MEMO PAD
Byline: Lisa Lockwood / With contributions from Jacob Bernstein
Versace Night Live: “I’m sort of a frustrated fashionista,” says “Saturday Night Live’s” Maya Rudolph. “I went to Parsons for a little while but chickened out on the fashion thing.” Apparently the fashion experience has come in handy. She’s turned it into a Donatella Versace sketch that started in December and was reprised on this weekend’s show.
In the latest Versace installment last Saturday — which followed one last December where Mick Jagger appeared as Karl Lagerfeld — Ian McKellen played Yves Saint Laurent and told Versace, among other things that “she smells like diesel fuel.” Rudolph flashes her underwear and asks him, “What does an old queen do when he retires?”
So has Donatella responded? “We just heard the other day that she wants to be in the next sketch, which is very exciting. Tell her to come on down. We’re dying to have her.”
TALK BY THE POUND: Those wondering what the March issue of Talk looked like can wonder no more. Holly Millea’s cover story on Courtney Love has been picked up by Entertainment Weekly (where it will appear next week) and British style bible The Face, which turned it into its April cover. But there’s one thing readers won’t see: a stunning portrait of Love with daughter Frances Bean shot by Jean Baptiste Mondino. Love wouldn’t allow the shot to be published.
The Love article is not the only indication that Talk finally had, to quote its former editor’s favorite word, buzz. Last week’s Audit Bureau figures showed the magazine’s readership was up a healthy 22 percent in subscriptions and 5.7 percent in newsstand sales in the last six months, just prior to Hearst publisher Cathie Black’s showing up at Talk’s offices in late January in a perky ponyskin jacket and announcing to the magazine’s 80-odd staffers that they’d be joining the unemployment line.
The numbers bode well for Talk’s former editorial director Maer Roshan, who is in talks with David Pecker of American Media about helming his own magazine. Roshan isn’t talking, but at a Media Bistro event for gay editors at mainstream magazines last week a slew of his former staffers, some of whom are rumored to be working with Roshan on his magazine, showed up to hear their old boss, including Andrew Lee and Laura Brown (no relation to Tina.) No word on design director Rina Migliaccio’s whereabouts. Perhaps she was home working on the mock-up.

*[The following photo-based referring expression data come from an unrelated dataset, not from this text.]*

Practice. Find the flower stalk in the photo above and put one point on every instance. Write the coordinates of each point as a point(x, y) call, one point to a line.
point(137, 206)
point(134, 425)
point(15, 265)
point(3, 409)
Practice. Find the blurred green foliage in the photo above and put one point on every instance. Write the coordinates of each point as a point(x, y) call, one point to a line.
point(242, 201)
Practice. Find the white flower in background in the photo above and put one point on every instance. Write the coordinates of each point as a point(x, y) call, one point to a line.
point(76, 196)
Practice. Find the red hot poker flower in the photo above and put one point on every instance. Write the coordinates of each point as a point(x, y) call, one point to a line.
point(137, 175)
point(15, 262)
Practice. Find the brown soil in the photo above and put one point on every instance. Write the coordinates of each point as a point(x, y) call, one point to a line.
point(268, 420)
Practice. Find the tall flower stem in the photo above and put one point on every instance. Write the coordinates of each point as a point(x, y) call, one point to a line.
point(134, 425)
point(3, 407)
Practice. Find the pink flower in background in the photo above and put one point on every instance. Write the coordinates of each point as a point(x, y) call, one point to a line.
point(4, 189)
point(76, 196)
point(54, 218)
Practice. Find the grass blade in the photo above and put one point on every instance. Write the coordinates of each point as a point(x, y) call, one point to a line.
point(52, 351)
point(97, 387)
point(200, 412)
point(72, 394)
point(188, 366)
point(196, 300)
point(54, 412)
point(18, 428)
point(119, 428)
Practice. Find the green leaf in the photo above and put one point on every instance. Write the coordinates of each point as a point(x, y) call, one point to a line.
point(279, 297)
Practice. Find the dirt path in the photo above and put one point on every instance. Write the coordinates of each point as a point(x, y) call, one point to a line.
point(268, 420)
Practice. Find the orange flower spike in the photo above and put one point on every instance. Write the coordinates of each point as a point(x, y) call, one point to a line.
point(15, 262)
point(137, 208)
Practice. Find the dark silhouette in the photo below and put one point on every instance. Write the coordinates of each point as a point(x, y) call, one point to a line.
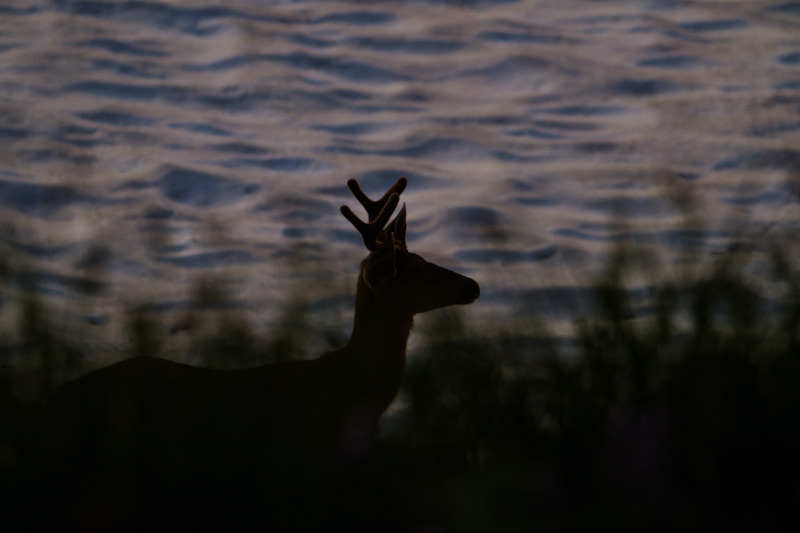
point(283, 446)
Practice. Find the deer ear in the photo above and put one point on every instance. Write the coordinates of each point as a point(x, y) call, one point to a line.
point(381, 263)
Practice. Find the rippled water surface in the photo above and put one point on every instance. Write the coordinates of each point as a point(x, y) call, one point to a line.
point(146, 145)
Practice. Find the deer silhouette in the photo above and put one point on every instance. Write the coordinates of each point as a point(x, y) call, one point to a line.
point(147, 437)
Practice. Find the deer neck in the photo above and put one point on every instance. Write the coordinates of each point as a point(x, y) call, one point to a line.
point(375, 356)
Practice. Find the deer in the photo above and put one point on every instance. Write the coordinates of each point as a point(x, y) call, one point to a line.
point(147, 438)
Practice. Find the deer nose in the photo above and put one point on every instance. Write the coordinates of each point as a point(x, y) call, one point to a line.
point(472, 290)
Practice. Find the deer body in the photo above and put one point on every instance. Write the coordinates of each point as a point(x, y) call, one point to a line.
point(135, 433)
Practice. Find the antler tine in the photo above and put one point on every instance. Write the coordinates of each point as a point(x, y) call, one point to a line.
point(369, 232)
point(374, 208)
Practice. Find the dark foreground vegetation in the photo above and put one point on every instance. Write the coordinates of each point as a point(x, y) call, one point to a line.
point(679, 412)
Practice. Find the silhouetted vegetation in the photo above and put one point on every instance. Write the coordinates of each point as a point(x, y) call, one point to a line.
point(681, 413)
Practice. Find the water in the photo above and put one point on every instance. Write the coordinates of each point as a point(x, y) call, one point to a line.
point(147, 145)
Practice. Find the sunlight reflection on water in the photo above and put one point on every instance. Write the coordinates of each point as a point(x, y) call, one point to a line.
point(192, 139)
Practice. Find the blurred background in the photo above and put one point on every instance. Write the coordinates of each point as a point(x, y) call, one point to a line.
point(622, 178)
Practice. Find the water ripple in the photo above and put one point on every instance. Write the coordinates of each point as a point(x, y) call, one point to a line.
point(199, 189)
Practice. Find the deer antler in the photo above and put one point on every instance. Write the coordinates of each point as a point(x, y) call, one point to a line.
point(378, 211)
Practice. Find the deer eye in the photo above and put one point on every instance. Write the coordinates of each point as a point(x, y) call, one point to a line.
point(414, 273)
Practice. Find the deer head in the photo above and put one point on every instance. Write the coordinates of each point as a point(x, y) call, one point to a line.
point(401, 283)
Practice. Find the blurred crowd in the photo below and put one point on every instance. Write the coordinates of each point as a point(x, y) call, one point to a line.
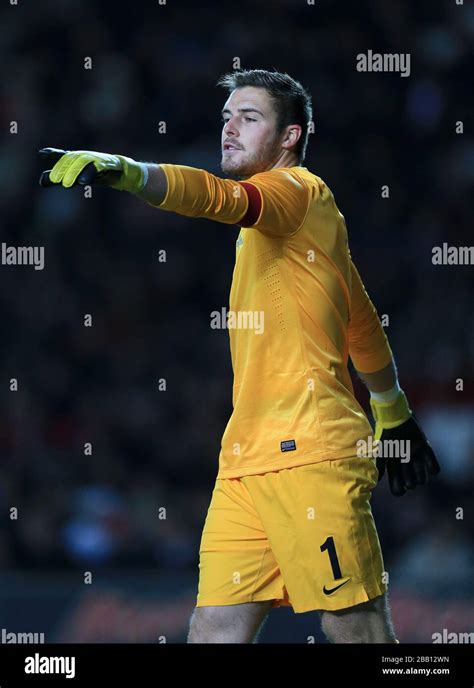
point(109, 445)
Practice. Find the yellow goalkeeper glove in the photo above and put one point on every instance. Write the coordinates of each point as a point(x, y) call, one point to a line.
point(90, 167)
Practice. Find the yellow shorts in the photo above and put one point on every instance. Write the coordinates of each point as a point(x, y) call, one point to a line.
point(302, 537)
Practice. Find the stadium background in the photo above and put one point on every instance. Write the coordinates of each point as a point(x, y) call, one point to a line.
point(157, 63)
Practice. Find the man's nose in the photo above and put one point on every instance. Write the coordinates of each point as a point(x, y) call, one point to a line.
point(230, 128)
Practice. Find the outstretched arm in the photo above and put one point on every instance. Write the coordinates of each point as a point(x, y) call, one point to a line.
point(275, 201)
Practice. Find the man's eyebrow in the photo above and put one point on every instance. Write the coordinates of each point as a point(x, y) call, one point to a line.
point(226, 110)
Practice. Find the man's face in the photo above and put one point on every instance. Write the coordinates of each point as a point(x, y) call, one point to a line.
point(249, 139)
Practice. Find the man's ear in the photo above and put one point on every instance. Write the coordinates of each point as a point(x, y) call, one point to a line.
point(293, 134)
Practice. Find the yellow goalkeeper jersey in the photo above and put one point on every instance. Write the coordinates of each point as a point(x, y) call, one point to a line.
point(298, 309)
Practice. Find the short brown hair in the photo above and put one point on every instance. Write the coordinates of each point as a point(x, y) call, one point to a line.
point(292, 100)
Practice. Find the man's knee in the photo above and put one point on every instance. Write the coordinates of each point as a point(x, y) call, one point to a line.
point(369, 622)
point(238, 623)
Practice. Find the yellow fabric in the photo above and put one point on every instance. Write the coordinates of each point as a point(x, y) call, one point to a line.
point(293, 397)
point(258, 526)
point(390, 414)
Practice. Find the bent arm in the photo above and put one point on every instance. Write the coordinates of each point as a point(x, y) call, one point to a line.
point(369, 348)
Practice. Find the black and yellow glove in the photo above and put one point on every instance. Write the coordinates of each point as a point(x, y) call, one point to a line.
point(395, 423)
point(80, 167)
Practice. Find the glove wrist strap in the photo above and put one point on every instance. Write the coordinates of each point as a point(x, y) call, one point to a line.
point(393, 413)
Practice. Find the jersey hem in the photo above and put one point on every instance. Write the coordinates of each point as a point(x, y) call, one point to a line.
point(270, 468)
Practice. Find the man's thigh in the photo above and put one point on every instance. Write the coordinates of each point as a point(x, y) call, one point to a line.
point(236, 563)
point(321, 531)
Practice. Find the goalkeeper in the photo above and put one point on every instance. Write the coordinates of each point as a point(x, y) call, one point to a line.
point(289, 520)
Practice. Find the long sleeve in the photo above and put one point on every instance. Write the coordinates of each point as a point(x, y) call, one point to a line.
point(283, 198)
point(369, 348)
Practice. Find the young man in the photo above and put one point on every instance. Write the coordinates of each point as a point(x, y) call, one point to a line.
point(289, 521)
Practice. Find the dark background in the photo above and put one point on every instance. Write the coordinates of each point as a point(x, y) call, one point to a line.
point(155, 63)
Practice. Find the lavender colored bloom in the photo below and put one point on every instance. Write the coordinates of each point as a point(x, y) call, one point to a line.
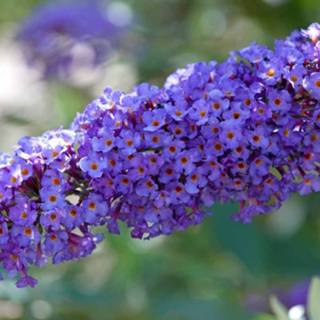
point(93, 165)
point(245, 130)
point(53, 35)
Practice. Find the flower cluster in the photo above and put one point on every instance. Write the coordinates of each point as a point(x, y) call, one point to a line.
point(245, 130)
point(51, 34)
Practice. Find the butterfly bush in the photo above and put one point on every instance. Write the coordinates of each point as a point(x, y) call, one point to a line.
point(50, 35)
point(245, 130)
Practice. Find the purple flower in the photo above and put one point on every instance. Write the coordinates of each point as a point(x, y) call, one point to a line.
point(245, 130)
point(93, 165)
point(51, 198)
point(54, 34)
point(22, 213)
point(154, 119)
point(128, 141)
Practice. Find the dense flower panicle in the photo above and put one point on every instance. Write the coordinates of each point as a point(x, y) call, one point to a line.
point(52, 34)
point(245, 130)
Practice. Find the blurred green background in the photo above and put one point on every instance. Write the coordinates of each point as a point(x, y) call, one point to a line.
point(208, 272)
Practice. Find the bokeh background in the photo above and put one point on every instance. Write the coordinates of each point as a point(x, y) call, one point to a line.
point(219, 270)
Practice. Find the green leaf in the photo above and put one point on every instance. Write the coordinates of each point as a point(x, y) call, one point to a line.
point(314, 299)
point(278, 309)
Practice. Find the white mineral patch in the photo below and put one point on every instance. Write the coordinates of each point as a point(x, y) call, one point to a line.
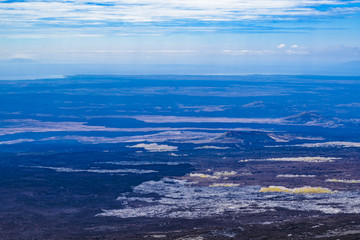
point(180, 199)
point(330, 144)
point(211, 147)
point(153, 147)
point(21, 140)
point(294, 176)
point(225, 173)
point(294, 159)
point(224, 185)
point(202, 175)
point(139, 163)
point(343, 180)
point(71, 170)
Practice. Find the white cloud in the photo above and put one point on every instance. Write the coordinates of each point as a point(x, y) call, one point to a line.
point(248, 52)
point(94, 11)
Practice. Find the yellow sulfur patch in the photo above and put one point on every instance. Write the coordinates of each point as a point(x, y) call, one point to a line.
point(303, 190)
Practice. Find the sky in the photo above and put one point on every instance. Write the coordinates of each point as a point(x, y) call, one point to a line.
point(250, 34)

BLYTH’S NEW ROLE: Myrna Blyth, who has served as editor in chief of Ladies’ Home Journal for more than 20 years, as well as editor in chief of More, has been named editorial director of Meredith Corp.’s New York-based magazines and new product development.
In her new role, Blyth will oversee editorial for LHJ and More magazines, as well as new products, among them Living Room, a lifestyle magazine for a younger demographic.
Succeeding Blyth as editor in chief of More is current editor Susan Crandall. She has been with More since its August 1998 launch and, before that, served as executive editor of LHJ. A search for a new editor in chief for LHJ is under way.